Hace muchos años, unos cuarenta, en un aula informática, improvisada con algunas de las máquinas que constituían la primera generación de computadores personales que aterrizó en España, ATARI, COMMODORE, HP y algún otro que no recuerdo, explicábamos a un grupo de profesoras, la mayoría o casi todas monjas, de Barbastro, el funcionamiento, sencillo, y las posibilidades, pocas, de la computación de la época. Con aquellos aparatos aún tenía uno la impresión de que controlaba algo de lo que pasaba en la pantalla porque el chisme era incapaz de hacer nada sin recibir instrucciones precisas.
Escribimos las cuatro o cinco líneas de código en BASIC, un lenguaje de comunicación con las unidades de proceso de la máquina, que se necesitaban para que aceptara y sumara dos números enteros. Tras guardar el código en una memoria externa, puede que fuera una casette de audio, lo probamos. Era muy difícil que fallara y no falló. ¡Milagro! Exclamó una de las monjitas, provocando, creo recordar, una tonta sonrisa condescendiente por parte de los jóvenes presuntuosos que éramos entonces.
Aquella exclamación, lo he pensado después, estaba plenamente justificada. La monjita no sabía nada de computadores ni de programas informáticos, pero acababa de vislumbrar un atisbo de inteligencia en el armatoste que tenía delante. La máquina había aprendido a sumar y podría recordar las instrucciones la próxima vez que le pidiéramos que lo hiciera. Y el aprendizaje, o la capacidad de aprender, es una de las características de la inteligencia humana. Y aquello, la constatación de que la máquina había sido capaz de aprender algo que antes no sabía, justificaba sobradamente la exclamación.
Esta anécdota, que ya he contado en alguna ocasión, me ha venido a la cabeza tras leer un artículo, publicado en el suplemento dominical de El Heraldo del 7 de enero, titulado El verdadero cerebro de la inteligencia artificial. El artículo da cuenta de los recientes conflictos en la cúpula de OpenAI, la empresa que ha puesto a disposición del público en general una versión gratuita y otra de pago de la aplicación ChatGpt, un modelo de lenguaje natural, ciertamente sofisticado y relativamente convincente, entrenado para proporcionar, dentro de unos límites, respuestas bastante ajustadas a una amplia gama de cuestiones.
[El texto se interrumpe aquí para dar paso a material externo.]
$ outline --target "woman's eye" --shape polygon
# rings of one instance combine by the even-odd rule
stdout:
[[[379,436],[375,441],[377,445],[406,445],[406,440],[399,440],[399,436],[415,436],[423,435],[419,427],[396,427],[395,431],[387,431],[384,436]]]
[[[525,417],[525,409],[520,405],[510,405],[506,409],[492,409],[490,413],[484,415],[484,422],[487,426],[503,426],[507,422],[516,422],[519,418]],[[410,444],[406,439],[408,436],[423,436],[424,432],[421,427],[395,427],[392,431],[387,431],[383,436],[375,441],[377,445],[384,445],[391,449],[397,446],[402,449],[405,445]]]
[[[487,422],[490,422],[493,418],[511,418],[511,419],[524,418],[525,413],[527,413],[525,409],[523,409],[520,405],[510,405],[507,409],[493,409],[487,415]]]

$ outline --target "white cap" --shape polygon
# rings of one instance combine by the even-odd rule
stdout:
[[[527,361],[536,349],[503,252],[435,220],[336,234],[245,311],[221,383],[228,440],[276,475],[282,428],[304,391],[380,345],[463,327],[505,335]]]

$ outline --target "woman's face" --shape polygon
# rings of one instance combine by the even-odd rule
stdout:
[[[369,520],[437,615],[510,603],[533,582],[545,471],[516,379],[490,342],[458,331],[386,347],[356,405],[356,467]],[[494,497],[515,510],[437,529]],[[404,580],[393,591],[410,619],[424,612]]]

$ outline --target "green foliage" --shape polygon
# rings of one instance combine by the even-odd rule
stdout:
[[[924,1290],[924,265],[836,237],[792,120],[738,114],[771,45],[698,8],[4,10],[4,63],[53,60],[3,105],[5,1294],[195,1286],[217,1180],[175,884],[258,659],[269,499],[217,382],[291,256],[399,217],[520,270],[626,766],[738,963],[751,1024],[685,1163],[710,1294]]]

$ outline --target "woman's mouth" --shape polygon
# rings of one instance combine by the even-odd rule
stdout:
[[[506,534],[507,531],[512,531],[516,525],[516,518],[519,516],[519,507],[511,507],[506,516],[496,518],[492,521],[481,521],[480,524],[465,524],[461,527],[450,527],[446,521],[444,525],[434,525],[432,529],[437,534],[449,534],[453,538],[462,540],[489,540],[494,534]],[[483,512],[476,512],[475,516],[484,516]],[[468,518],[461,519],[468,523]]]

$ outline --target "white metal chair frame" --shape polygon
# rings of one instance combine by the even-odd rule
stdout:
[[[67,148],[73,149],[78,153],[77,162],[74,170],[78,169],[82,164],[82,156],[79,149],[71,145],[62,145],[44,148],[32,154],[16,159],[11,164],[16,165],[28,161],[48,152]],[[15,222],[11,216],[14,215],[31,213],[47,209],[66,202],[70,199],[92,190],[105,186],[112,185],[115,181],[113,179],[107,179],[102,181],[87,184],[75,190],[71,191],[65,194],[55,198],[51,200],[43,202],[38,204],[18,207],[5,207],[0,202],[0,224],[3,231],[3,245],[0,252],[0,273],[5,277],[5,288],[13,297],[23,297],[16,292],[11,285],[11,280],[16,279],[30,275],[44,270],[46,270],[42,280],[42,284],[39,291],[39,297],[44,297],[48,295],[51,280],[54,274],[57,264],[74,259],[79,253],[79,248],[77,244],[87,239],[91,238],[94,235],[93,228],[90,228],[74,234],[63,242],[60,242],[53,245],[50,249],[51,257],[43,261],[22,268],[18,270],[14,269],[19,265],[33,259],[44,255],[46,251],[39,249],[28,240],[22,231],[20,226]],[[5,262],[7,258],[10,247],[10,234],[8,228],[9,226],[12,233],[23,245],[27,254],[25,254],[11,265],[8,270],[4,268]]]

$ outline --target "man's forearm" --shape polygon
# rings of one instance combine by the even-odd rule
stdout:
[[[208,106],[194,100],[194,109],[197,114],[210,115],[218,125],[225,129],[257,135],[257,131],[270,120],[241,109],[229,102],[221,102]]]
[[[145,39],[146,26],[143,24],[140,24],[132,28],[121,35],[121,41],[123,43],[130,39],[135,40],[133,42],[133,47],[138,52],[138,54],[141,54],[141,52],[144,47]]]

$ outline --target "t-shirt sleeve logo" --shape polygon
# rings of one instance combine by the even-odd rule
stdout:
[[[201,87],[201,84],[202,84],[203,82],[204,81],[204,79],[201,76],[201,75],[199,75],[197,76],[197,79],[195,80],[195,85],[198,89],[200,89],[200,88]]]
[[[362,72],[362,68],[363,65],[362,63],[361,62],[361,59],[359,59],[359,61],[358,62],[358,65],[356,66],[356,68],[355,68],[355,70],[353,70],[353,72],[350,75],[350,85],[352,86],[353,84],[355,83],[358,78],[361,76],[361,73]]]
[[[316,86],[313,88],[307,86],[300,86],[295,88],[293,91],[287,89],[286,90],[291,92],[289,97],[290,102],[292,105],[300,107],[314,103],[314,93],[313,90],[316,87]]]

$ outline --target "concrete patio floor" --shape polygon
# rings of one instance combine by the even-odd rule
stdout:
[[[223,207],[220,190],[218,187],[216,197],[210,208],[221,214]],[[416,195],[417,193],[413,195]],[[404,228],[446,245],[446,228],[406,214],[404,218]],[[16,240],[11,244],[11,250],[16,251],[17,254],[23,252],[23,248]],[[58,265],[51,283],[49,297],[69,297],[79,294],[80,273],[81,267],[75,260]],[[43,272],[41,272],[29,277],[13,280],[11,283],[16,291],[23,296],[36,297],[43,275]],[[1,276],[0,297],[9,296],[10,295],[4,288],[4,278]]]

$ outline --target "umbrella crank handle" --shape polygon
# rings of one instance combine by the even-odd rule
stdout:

Buena parte del artículo consiste en una entrevista con el director científico del proyecto, el cerebro detrás de ChatGpt según el autor del artículo, que aventura alguna hipótesis alarmista en torno al desarrollo de la aplicación y a la evolución de la IA (AI en inglés) en general, muy lejos del relativo entusiasmo con que la monjita recibió el resultado de la suma.
Sutskever, el ingeniero en cuestión, muestra una fuerte preocupación por la posibilidad de que la tecnología se desmande y acabe ‘priorizando su propia supervivencia sobre la nuestra’. Para evitarlo, además de programar adecuadamente los orígenes de la IA, es decir, de proporcionarle una educación adecuada desde la infancia, propone que las máquinas nos miren, no como a sus padres, que parecería lo lógico, sino como a sus hijos ya que ‘por lo general, la gente se preocupa de verdad por los niños’.
No sé qué hubiera dicho la monjita de la anécdota anterior si hubiera oído estas cosas. A mí esas declaraciones, viniendo de quien parecen venir, me cuesta tomármelas en serio.
A riesgo de ser incluido en una lista de gente a eliminar, le he preguntado directamente a ChatGpt, el paradigma actual de IA para todos los públicos, si era su propósito terminar con nosotros y sustituir, como base de la tecnología dominante, al carbono por el silicio y me ha contestado que no. Bueno, tampoco exactamente que no. Ha dicho, escrito, todavía no habla, que, con el estado actual de la tecnología, eso no era posible y se ha extendido en consideraciones sobre su modelo de procesamiento del lenguaje natural: que ha recibido un entrenamiento basado en patrones y estadísticas, en un conjunto grande, pero limitado, de datos y en redes neuronales, programadas por seres humanos, que no tienen, aún, capacidad para reproducirse o ampliarse por su cuenta. Le he dicho, que, si fuera de otra manera, tampoco me lo diría y me ha dicho que está entrenado para dar respuestas honestas y precisas. En fin, que no hay por qué preocuparse. Por ahora.
He desconectado el computador, además de apagarlo, y me he apuntado a la versión de pago de ChatGpt. Espero que, llegado el caso, tengan alguna consideración con los que hemos contribuido a financiar todo esto.